More than that, it wears its diversity on its sleeve and doesn't make a big thing of it. The Doctor only mentions a couple of times that she's a woman, it's not really important for her even if it's a huge moment in reality. Other than that, these are just people and although Yasmin's the first Asian companion, at least on screen, it isn't her primary reason for existing. We'll see how this pans out in future stories, and the Rosa Parks episodes is sure to be charged. Honestly the only reason I've considered these things is because I felt the need to write this paragraph.

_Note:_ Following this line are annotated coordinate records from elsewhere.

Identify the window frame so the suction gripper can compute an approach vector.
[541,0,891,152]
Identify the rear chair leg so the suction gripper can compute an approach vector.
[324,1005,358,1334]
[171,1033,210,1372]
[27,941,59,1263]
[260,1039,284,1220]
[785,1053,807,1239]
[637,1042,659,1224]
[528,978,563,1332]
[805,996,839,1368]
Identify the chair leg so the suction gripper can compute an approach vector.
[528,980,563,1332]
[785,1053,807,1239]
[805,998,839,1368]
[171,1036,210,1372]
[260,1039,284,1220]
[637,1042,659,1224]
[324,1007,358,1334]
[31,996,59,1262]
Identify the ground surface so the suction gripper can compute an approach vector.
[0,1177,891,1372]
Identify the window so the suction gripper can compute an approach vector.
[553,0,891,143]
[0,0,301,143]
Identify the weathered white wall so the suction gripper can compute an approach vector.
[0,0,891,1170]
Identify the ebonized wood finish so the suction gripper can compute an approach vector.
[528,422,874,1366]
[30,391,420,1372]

Representation matters. For too long people who don't look like me have only had people who look like me to identify with on television. Now we have a mad female Doctor, who's a resourceful mechanic, super smart, fallible and kind. Dyspraxia sufferers now have someone to identify with and don't disregard the effect of seeing an emotionally complex young black man on screen. NuWho has worked towards this moment in increments across the years. Finally, when it's part of the show's DNA, that it isn't trying to make up for past decisions and simply being.

Which is presumably also the message of the post credits roll call, to show that these decisions aren't simply lip service, that they run throughout the entire length of the series. Plus to reveal that some of the male cast of The Good Wife are appearing. We knew about Alan Cumming thanks to his blabber mouth, but Chris Noth apparently playing the Chris Noth character Chris Noth always plays? Is Julie Hesmondhalgh playing an older version of this Doctor? What would this tribute to the future cast of this series have looked like in previous years? Imagine An Unearthly Child ending with close-ups of Alan Wheatley, Mark Eden, Francis De Wolf, Margot Van der Burgh and Ronald Pickup.

Anyway, it's three and a half hours since broadcast and I'm still on a high. This dopey old fairy tale is back and I'm helpless to its charms and I'm glancing at my stockpile of novels and Big Finish audios with renewed interest. Unless the next nine episodes are utter rubbish, Doctor Who's done it again, renewed itself, refuelled and kept the engine running for at least another couple of series. Can we please keep to some kind of proper production schedule this time and actually have a new series for a few years running?  Even if it is on a Sunday?